Ele de repente estendeu a mao e ajeitou para tras uma mecha solta que escorregara para minha bochecha. O gesto foi muito leve, muito natural, o tipo de coisa que o rapaz que me carregou a beira do rio anos atras faria. Mas depois que a polpa do dedo dele terminou de ajeitar o cabelo, ela nao se recolheu; ao contrario, pausou, por um unico instante, naquela mancha mais fina de pele atras da minha orelha, so um instante, e meu corpo inteiro enrijeceu. Nao por ser estranho - justamente por nao ser. A coisa escondida naquele unico toque eu havia sentido vagamente aos quinze ou dezesseis anos, so que entao eu nao entendia, e agora eu entendia.

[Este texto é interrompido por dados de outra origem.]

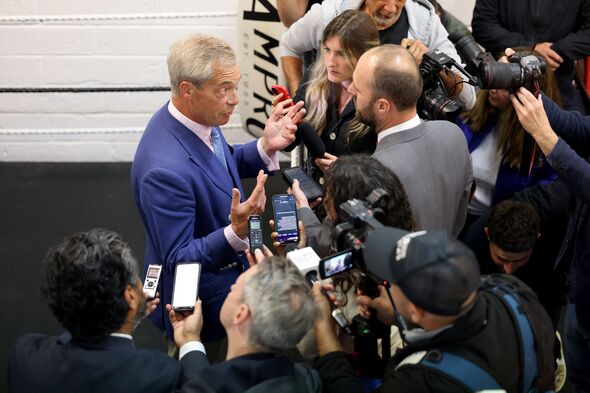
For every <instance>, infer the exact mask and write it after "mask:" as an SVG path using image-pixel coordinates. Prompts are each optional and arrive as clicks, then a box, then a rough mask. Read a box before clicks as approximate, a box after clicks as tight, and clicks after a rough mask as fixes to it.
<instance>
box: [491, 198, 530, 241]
mask: <svg viewBox="0 0 590 393" xmlns="http://www.w3.org/2000/svg"><path fill="white" fill-rule="evenodd" d="M487 227H488V236H489V238H490V241H491V242H493V243H495V244H496V245H497V246H498V247H500V248H502V249H503V250H506V251H509V252H521V251H527V250H530V249H531V248H533V246H534V244H535V240H537V236H538V235H539V231H540V228H541V220H540V218H539V215H538V214H537V210H536V209H535V208H534V207H533V206H532V205H530V204H528V203H524V202H516V201H510V200H508V201H504V202H501V203H499V204H497V205H496V206H495V207H494V208H493V209H492V212H491V213H490V216H489V217H488V221H487Z"/></svg>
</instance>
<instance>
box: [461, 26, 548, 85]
mask: <svg viewBox="0 0 590 393" xmlns="http://www.w3.org/2000/svg"><path fill="white" fill-rule="evenodd" d="M455 47H456V48H457V52H459V56H461V59H463V61H464V62H465V64H466V66H465V70H466V71H467V72H468V73H470V74H472V75H476V77H477V82H478V85H479V86H480V87H481V88H483V89H507V90H515V89H518V88H519V87H521V86H524V87H525V88H526V89H528V90H529V91H530V92H532V93H534V92H536V91H538V81H539V78H540V77H541V75H542V74H544V73H545V71H546V70H547V64H546V63H545V60H544V59H542V58H539V57H537V56H534V55H533V54H531V53H529V52H518V53H516V54H514V55H513V56H511V57H510V58H509V59H508V63H499V62H496V61H495V60H494V58H493V56H492V55H491V54H490V53H489V52H483V51H482V50H481V48H480V47H479V45H477V43H476V42H475V40H474V39H473V37H472V36H470V35H465V36H463V37H461V38H460V39H458V40H457V41H456V42H455Z"/></svg>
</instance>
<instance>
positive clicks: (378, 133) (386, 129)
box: [377, 114, 422, 143]
mask: <svg viewBox="0 0 590 393" xmlns="http://www.w3.org/2000/svg"><path fill="white" fill-rule="evenodd" d="M420 123H422V120H420V118H419V117H418V115H417V114H416V115H415V116H414V117H412V118H411V119H410V120H408V121H405V122H403V123H400V124H398V125H395V126H393V127H390V128H387V129H385V130H383V131H381V132H379V133H378V134H377V143H379V142H381V139H383V138H385V137H386V136H388V135H391V134H395V133H396V132H400V131H405V130H409V129H410V128H414V127H418V126H419V125H420Z"/></svg>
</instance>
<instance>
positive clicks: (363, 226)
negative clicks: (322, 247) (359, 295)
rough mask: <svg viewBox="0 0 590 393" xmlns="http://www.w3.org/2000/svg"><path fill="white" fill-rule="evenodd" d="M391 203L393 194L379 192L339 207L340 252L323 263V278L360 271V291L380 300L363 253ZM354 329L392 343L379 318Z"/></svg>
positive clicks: (357, 326) (389, 332) (371, 320)
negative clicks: (389, 196)
mask: <svg viewBox="0 0 590 393" xmlns="http://www.w3.org/2000/svg"><path fill="white" fill-rule="evenodd" d="M388 199H389V194H387V192H386V191H385V190H383V189H381V188H378V189H376V190H374V191H373V192H371V194H369V196H368V197H367V200H366V201H361V200H358V199H351V200H349V201H346V202H344V203H342V204H341V205H340V206H339V210H340V217H342V218H343V220H344V222H343V223H341V224H339V225H337V226H336V229H335V231H334V235H333V238H332V245H333V248H334V249H336V250H338V251H339V252H337V253H336V254H334V255H330V256H329V257H327V258H324V259H322V260H321V261H320V263H319V272H320V277H322V278H328V277H332V276H334V275H336V274H340V273H343V272H346V271H349V270H351V269H353V268H356V269H358V271H359V273H360V279H359V281H358V283H357V287H358V288H359V290H360V291H361V292H362V293H364V294H365V295H367V296H370V297H373V298H375V297H378V296H379V288H378V283H379V280H378V279H377V278H376V277H373V276H371V274H370V272H368V271H367V269H366V266H365V263H364V259H363V252H362V250H363V243H364V241H365V239H366V236H367V234H368V233H369V232H370V231H372V230H374V229H376V228H378V227H382V226H383V224H381V222H380V221H379V218H380V217H382V216H383V215H384V214H385V213H384V212H383V209H382V207H384V206H385V204H386V203H387V201H388ZM350 328H351V332H352V335H353V336H355V337H368V338H382V339H385V338H387V339H389V334H390V327H389V326H386V325H383V324H382V323H380V322H379V321H378V320H377V318H376V315H375V314H373V315H372V317H371V319H369V320H365V319H363V318H361V317H360V316H359V315H357V316H356V317H354V318H353V321H352V324H351V326H350ZM386 355H387V357H388V356H389V355H388V354H386Z"/></svg>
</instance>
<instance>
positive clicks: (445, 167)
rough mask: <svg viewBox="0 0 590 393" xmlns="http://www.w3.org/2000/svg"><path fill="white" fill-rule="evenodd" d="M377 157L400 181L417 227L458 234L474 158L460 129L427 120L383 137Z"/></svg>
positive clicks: (465, 212) (463, 208)
mask: <svg viewBox="0 0 590 393" xmlns="http://www.w3.org/2000/svg"><path fill="white" fill-rule="evenodd" d="M373 157H375V158H376V159H377V160H379V161H381V162H382V163H383V164H384V165H386V166H387V167H389V168H391V169H392V170H393V171H394V172H395V173H396V174H397V176H398V177H399V179H400V181H401V183H402V184H403V185H404V188H405V189H406V193H407V194H408V199H409V201H410V206H411V208H412V212H413V213H414V218H415V219H416V222H417V223H418V225H419V228H421V229H426V230H428V229H446V230H448V231H449V233H452V234H453V236H457V235H458V234H459V232H460V231H461V228H462V227H463V224H464V223H465V215H466V212H467V202H468V201H469V196H470V194H471V183H472V169H471V157H470V156H469V151H468V149H467V142H466V141H465V137H464V136H463V133H462V132H461V130H460V129H459V127H457V126H456V125H455V124H453V123H450V122H448V121H429V122H423V123H421V124H420V125H419V126H417V127H414V128H412V129H409V130H405V131H400V132H396V133H394V134H391V135H388V136H386V137H385V138H383V139H382V140H381V141H379V142H378V143H377V149H376V150H375V153H373Z"/></svg>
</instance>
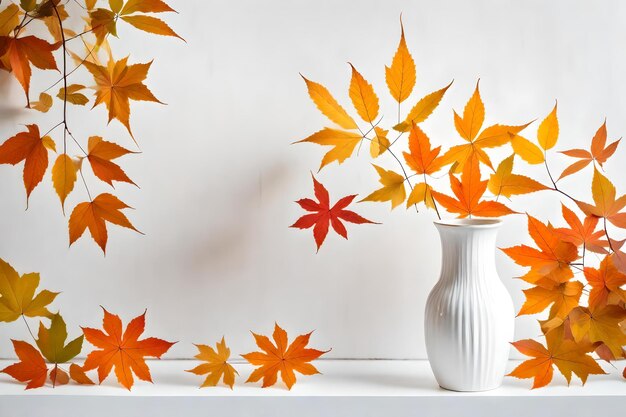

Eu deveria ter me esquivado. Em volta do meu pescoco ainda pendia a corrente fina que meu noivo prendera com as proprias maos, o pingente pousado contra meu peito arfante; na bolsinha que eu carregava ainda estava guardado o roteiro do dia do casamento, dobrado certinho e quadrado. De tudo isso eu me lembrava com perfeita clareza. Mas sentada nesta luz de vermelho quente, com uma jarra de vinho antigo queimando meu estomago, um sentimento antigo queimando meu coracao, descobri que meu corpo era muito mais honesto do que esta boca, do que esta cabeca minha - no momento em que a ponta do dedo dele apenas deslizou devagar de tras da minha orelha para o lado da garganta, foi minha respiracao a primeira a se desordenar, e aquelas duas macieces do meu peito, assadas quentes e inchadas pelo vinho, ergueram-se sem meu controle atraves da fina camada unica da camisa, ate as pontas endurecendo na sombra em dois relevos erguidos. Aquela ultima porta no meu coracao, quase fechada, foi arrombada de novo numa fresta por este toque leve como pena, e o vento que passava pela fresta era quente a ponto de queimar.